Sabato a Ittiri "Sestos" evento-convegno sull'abbigliamento tradizionale sardo

  Dai gioielli borbonici alla moda d'oltremare nel primo ventennio del Novecento. Temi sempre originali quelli approfonditi da “Sestos”, l'evento di studio e tutela della tradizione vestimentaria sarda, ideato dall'associazione Ittiri Cannedu come anteprima di Ittiri Folk Festa. Sarà l'edizione numero 13 quella ospitata sabato 27 maggio alle 18 nel Centro per le Arti-Teatro Comunale di Ittiri.

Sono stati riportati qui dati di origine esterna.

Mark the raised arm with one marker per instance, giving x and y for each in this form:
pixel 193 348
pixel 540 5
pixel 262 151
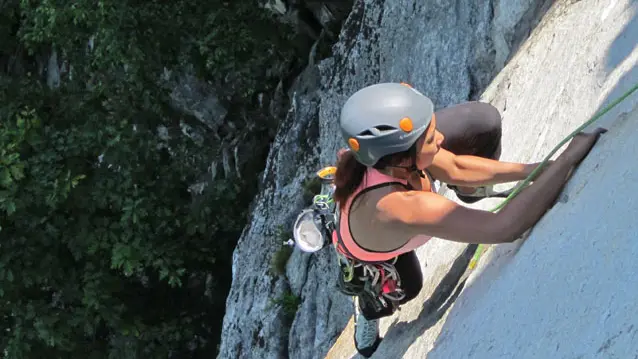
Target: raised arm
pixel 476 171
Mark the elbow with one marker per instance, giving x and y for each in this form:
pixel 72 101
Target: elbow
pixel 503 230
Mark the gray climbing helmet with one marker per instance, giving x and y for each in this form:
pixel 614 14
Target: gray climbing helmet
pixel 385 118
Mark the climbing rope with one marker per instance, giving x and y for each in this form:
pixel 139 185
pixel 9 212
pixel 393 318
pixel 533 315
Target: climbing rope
pixel 520 186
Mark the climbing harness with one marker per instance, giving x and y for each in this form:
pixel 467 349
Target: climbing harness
pixel 377 284
pixel 481 248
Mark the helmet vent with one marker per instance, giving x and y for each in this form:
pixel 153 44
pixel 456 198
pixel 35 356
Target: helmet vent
pixel 377 131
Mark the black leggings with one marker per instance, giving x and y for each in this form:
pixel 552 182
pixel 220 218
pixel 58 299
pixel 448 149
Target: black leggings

Edizione dopo edizione il convegno su studi, prospettive, problemi ed esperienze nel vestire in Sardegna sta ricostruendo la Storia dell'abbigliamento sardo non solo nei diversi aspetti ma anche nelle influenze e punti di contatto con altre culture. Il programma- Dalle 16.30 alle 18 sarà possibile visitare l'esposizione di indumenti tradizionali e di nuova confezione, curata da Maria Fadda, del gruppo Janas. 

  Il convegno inizia alle 18 col saluto dell'amministrazione comunale di Ittiri che sostiene “Sestos” insieme alla Regione Sardegna e alla Fondazione di Sardegna, e da qualche anno l'evento rientra nel cartellone di “Salude & Trigu” della Camera di Commercio del Nord Sardegna. Apre Gian Mario Demartis, lo storico che cura l'organizzazione, con una relazione su “Il busto rigido. Dalle corti europee alla tradizione popolare sarda”. Noémie Podda, studentessa nel corso di laurea magistrale in "Lingue e Culture della Sardegna" dell'Università di Sassari offrirà invece un contributo archivistico nella ricostruzione vestimentaria. Antonella Unali e Pier Tonio Pinna si soffermeranno invece sulla moda d'oltremare in Sardegna fra la prima metà dell'Ottocento e il primo ventennio del '900. Ospite gradito Antonio Scasserra, già direttore del Musec, Museo dei costumi tradizionali del Molise, considerato attualmente come uno dei massimi studiosi di "costumi" tradizionali e oreficeria popolare.

  La sua relazione è intitolata “Gioielli borbonici sui “costumi” sardi e molisani. Comunanza e produzione”. Nel corso della serata, condotta da Maria Caterina Manca, verrà assegnato il Premio “Manos de Oro” che va a un artigiano o un artista capace di esaltare la tradizione e innovarla. Come ospite musicale è stato chiamato Marino De Rosa, chitarrista olbiese che ha iniziato la carriera come chitarrista elettrico di band e poi è passato alla chitarra classica dedicandosi alla composizione di brani originali ispirati alla musica popolare dell’area mediterranea e sarda in particolare.